We have acted as counsel to you, HeartBeam, Inc., a Delaware corporation, (the “Company”) in connection with the Company’s Registration Statement on Form S-1 filed with the Securities and Exchange Commission (the “Commission”) pursuant to the Securities Act of 1933, as amended (the “Securities Act”) on September 7, 2021 (File No.333-259358) (the “Initial Registration Statement”, as amended, the “Registration Statement”) with respect to the registration of 2,750,000 Units (the “Units”), consisting of (1) one share of the Company’s Common Stock, par value $0.0001 per share (“Common Stock”) and (2) one warrant (the “Warrants’) to purchase one share of Common Stock, including shares of Common Stock and/or Warrants issuable upon the exercise of an over-allotment option granted by the Company and representative’s Warrants (the “Representative’s Warrants”) to purchase additional Common Stock.

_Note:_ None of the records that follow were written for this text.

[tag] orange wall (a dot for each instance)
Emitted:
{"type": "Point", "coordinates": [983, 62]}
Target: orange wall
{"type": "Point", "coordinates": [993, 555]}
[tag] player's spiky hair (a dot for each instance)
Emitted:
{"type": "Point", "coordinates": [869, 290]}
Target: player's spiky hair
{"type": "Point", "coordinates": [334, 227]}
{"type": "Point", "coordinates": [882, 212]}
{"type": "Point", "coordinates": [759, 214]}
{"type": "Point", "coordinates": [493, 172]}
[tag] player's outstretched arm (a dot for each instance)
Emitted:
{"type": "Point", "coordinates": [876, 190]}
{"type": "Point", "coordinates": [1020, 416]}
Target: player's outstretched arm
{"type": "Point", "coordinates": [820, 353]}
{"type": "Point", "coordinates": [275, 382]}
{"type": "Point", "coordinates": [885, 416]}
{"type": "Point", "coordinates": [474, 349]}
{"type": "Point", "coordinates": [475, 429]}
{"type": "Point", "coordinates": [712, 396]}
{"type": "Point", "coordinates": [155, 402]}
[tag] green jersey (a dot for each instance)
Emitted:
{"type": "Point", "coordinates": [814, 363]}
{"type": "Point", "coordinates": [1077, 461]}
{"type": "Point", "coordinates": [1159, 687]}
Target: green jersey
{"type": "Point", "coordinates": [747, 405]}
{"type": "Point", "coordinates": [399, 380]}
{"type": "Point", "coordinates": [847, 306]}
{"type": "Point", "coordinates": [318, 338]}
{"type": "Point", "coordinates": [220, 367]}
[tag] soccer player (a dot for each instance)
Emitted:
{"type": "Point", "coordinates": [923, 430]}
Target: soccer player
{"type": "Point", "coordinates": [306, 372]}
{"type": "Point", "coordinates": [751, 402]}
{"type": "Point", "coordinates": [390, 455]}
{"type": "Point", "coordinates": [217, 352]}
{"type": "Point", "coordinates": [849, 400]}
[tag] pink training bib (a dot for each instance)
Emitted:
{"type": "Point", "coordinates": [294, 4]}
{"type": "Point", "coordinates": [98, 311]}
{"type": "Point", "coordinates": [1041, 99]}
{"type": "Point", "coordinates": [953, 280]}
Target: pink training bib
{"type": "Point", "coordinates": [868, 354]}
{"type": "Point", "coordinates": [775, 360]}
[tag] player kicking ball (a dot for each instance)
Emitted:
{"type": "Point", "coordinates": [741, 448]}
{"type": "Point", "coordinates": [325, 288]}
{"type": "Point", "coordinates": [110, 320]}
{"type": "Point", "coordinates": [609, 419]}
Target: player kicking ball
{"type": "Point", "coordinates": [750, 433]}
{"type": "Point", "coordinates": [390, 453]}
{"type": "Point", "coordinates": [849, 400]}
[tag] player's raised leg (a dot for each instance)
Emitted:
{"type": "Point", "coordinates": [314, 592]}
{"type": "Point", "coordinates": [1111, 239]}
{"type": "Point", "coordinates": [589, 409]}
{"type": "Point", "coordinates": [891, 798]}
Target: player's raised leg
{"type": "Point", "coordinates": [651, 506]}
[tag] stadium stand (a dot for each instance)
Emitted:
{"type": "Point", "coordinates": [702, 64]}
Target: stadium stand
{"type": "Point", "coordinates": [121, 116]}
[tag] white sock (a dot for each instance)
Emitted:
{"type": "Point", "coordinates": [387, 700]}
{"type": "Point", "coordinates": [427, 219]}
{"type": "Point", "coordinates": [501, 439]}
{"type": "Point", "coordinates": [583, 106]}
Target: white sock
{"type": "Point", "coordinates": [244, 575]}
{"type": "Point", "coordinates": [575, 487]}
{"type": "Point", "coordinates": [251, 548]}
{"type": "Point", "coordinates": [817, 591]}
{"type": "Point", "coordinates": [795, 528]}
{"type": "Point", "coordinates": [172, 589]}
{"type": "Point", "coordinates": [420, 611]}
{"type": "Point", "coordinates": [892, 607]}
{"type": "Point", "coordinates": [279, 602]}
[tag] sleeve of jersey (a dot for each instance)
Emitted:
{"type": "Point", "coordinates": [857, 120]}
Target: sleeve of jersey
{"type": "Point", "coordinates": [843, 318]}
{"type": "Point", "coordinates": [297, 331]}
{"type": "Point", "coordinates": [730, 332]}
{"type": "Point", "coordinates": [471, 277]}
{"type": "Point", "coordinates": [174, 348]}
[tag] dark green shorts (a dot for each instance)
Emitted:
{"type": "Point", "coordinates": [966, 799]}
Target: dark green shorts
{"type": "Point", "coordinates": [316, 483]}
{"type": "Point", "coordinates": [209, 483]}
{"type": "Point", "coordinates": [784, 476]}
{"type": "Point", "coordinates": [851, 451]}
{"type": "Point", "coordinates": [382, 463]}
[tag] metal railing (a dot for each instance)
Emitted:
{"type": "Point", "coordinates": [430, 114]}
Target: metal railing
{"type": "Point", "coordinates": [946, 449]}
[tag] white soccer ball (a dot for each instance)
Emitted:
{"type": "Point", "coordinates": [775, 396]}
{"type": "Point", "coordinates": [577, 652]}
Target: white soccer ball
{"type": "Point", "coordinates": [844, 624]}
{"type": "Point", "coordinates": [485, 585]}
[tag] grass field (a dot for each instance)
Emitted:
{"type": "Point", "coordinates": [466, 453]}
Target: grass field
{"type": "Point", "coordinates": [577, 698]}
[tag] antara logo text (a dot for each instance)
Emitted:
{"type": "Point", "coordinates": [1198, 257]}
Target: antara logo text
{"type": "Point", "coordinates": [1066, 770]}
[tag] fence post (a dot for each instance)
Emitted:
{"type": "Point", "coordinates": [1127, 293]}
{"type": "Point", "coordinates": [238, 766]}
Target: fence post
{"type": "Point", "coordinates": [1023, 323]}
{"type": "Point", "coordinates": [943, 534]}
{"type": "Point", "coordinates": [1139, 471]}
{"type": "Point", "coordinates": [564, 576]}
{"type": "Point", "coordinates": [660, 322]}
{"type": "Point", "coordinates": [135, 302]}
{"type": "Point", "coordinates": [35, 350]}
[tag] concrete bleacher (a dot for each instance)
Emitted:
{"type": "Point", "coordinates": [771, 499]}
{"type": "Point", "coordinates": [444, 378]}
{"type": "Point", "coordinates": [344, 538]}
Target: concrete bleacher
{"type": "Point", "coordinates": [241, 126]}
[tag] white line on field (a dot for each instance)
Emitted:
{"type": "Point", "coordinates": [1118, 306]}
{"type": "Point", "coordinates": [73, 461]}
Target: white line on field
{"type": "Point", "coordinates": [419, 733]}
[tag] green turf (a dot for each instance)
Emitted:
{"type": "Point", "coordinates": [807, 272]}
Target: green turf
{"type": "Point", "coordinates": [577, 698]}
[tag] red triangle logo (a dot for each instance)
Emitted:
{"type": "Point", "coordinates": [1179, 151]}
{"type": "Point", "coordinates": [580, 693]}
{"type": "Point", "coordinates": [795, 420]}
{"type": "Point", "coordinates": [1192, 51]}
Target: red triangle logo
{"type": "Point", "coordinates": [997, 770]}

This opinion is being furnished in connection with the requirements of Item 601(b)(5) of Regulation S-K under the Act.

 

In connection with this opinion, we have examined the originals or copies certified or otherwise identified to our satisfaction of the following: (a) Articles of Incorporation of the Company, as amended to date, (b) Bylaws of the Company, as amended to date, (c) the Registration Statement and all exhibits thereto; and (d) the terms of the Warrants and Representative’s Warrants and such certificates, documents and records as we have deemed to appropriate in order to enable us to render the opinions set forth herein. In addition to the foregoing, we also have relied as to matters of fact upon the representations made by the Company and its representatives and we have assumed the genuineness of all signatures, the authenticity of all documents submitted to us as originals, and the conformity to original documents of all documents submitted to us certified or photostatic copies. 

 

Based upon the foregoing, and in reliance thereon, we are of the opinion that:

1.The Units, the Common Stock, the Warrants, the Representative’s Warrants, the Common Stock underlying the Warrants and the Common Stock underlying the Representative’s Warrants covered by the Registration Statement when issued, sold, delivered, and paid for as contemplated by the Registration Statement, will be validly issued, fully paid, and non-assessable.

 

2.When (i) the terms of any Warrants and Representative’s Warrants and their issuance and sale have been duly authorized by all necessary corporate action of the Company and (ii) such Warrants and Representative’s Warrants have been duly executed, countersigned and delivered in accordance with the applicable warrant agreement and against payment of the purchase price therefor in accordance with the applicable purchase, underwriting or other agreement, and as contemplated by the Registration Statement, such Warrants and Representative’s Warrants will constitute valid and binding obligations of the Company enforceable against the Company in accordance with their terms.

 

The opinion expressed herein is limited to the laws of the State of Delaware, including the Constitution of the State of Delaware, all applicable provisions of the statutory provisions, and reported judicial decisions interpreting those laws. This opinion letter is limited to the laws in effect as of the date the Registration Statement is declared effective by the Commission and is provided exclusively in connection with the public offering contemplated by the Registration Statement.

 

This opinion letter speaks only as of the date hereof and we assume no obligation to update or supplement this opinion letter if any applicable laws change after the date of this opinion letter or if we become aware after the date of this opinion letter of any facts, whether existing before or arising after the date hereof, that might change the opinions expressed above.

 

This opinion letter is furnished in connection with the filing of the Registration Statement and may not be relied upon for any other purpose without our prior written consent in each instance. Further, no portion of this letter may be quoted, circulated or referred to in any other document for any other purpose without our prior written consent.

 

We hereby consent to the filing of this opinion as an exhibit to the Registration Statement and to the reference of this firm under the caption “Legal Matters” in the prospectus which is made part of the Registration Statement. In giving this consent, we do not thereby admit that we come within the category of persons whose consent is required under Section 7 of the Securities Act or the rules and regulations of the Commission thereunder.